As soon as I graduated from the University of West London I was asked to return to Thorpe Park where I had done my student work placement. Very quickly, I became head of events which was a fledgling department struggling to survive against the core revenue stream of visitor rides and attractions.

By adapting the offering to corporate clients, I created a successful business, which in turn allowed the department to grow by providing additional corporate facilities. The revenue from events and corporate business increased significantly and my department became the only revenue generator for the park during the closed winter season when I brought in Christmas parties, conferences, and exhibitions.

Is a career in hospitality as exciting as it appears?

The wonderful thing about working in hospitality is the transferable skills it provides and the life skills that develop. It is such a diverse industry, you can carve out a career in a direction you’d never thought of.

People in hospitality often start in one area of the industry because that is their interest at the time. But when they become exposed to other areas, they enjoy them and are good at them, so they move across to that field. I cannot think of any other industry which can offer such a range of skills and provide such a range of career paths.

Why did you decide to move into higher education?

My event career in London was hectic and high-end. Then, I went to Poland and set up my own event school and consultancy. When I returned to the UK 10 years later, the choice was either to re-establish my events career from scratch, or teach other people how to do it.
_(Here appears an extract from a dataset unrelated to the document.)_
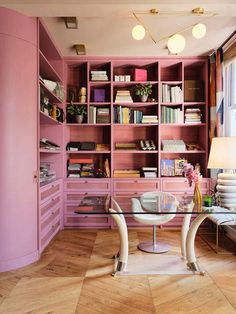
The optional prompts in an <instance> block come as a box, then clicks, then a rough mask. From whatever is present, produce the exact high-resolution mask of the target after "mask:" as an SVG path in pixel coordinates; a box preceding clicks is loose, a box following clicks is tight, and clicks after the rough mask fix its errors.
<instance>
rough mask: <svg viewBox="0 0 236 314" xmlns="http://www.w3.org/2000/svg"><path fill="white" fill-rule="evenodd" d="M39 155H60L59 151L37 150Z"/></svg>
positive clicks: (59, 152) (40, 148) (60, 152)
mask: <svg viewBox="0 0 236 314" xmlns="http://www.w3.org/2000/svg"><path fill="white" fill-rule="evenodd" d="M39 152H40V154H60V153H61V152H62V151H61V150H48V149H42V148H40V150H39Z"/></svg>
Over time (especially while I was in Poland) I realised how unregulated the hospitality and events industries are – there are many event organisers and hotel managers out there without training and experience – and this lets the industry down, somewhat. So, it was an easy choice for me to want to help event and hotel managers become qualified and trained so that they are professional in providing clients and guests with quality service standards.
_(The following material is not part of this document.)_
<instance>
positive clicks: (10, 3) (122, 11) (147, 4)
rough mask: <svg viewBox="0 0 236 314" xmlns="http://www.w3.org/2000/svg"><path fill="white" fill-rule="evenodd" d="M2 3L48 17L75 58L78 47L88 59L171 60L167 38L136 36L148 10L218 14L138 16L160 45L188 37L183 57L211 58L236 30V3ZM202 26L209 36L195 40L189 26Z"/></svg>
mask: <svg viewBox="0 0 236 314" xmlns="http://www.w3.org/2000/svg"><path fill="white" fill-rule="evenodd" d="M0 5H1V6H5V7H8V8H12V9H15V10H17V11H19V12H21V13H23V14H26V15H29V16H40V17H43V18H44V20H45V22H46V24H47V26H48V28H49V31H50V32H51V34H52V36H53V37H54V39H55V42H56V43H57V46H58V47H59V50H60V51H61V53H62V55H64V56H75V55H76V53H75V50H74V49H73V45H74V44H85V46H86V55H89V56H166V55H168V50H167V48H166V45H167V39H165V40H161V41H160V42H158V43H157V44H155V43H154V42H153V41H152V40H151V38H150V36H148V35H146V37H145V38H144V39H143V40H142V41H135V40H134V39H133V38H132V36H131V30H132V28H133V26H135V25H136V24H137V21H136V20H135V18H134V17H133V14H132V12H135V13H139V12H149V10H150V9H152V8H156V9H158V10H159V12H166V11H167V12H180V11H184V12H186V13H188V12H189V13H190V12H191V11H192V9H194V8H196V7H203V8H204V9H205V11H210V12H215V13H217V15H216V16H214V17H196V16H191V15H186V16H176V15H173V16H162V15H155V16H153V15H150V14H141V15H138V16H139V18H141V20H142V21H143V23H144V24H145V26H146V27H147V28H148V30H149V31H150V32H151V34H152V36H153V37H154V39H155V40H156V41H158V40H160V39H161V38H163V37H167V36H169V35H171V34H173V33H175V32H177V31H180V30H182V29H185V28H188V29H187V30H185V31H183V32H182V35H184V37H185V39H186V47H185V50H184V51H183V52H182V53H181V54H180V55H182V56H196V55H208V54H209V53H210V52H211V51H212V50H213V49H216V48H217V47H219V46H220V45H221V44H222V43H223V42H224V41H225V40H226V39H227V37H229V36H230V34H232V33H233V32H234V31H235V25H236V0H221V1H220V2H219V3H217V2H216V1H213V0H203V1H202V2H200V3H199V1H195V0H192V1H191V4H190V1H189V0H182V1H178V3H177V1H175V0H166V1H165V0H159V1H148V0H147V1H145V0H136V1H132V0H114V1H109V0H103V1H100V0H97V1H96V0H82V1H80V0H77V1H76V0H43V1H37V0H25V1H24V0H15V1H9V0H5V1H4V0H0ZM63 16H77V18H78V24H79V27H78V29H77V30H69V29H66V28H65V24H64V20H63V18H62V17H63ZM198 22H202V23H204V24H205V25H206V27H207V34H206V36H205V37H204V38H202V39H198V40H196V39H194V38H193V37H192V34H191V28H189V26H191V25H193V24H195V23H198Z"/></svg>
Can hospitality management be taught or is experience better?

It needs both. Teaching hospitality or events management in a classroom is limited – and the academic teaching alone does not provide a student with the tools needed to do the job. Yes, future managers need to understand business and strategy, but they also need to know how to do the job. This is what students want and employers expect.

I chose to teach at The Edge Hotel School as it blends academic learning with practical experience at the 4* hotel on campus. This is why our graduates enter industry at management level – because they understand the processes of management, but they can apply this to doing the job. It is a unique student provision.

What is the subject of your doctorate?

My PhD title is international event management in a post-communist society: an ethnographic examination into the evolution of the events industry in Poland.

I am interested in how an events industry evolves in a country where there has been no access to training and experience. A post-communist situation will provide me with a good resource and my time spent in Poland will help my research. I want to find out whether a country such as Poland can develop their management of events to meet international expectations and standards of quality, service and safety.

What challenges face the UK hospitality industry?

The biggest challenge is not knowing what the challenges will be. There are various predictions and scare stories about skills gaps and the lack of trained staff, but even if these challenges get tougher, they are not new to hospitality managers.

Hospitality managers need to be flexible, adaptable and resourceful to meet any challenges – but these qualities were always required of the best in the business.

For me, the key is in how well the staff are treated, motivated and rewarded. This has been a detrimental part of hospitality history and has tainted the perception of the industry. Teaching managers to develop their staff and be professional in all they do, will allow for all other challenges to be overcome.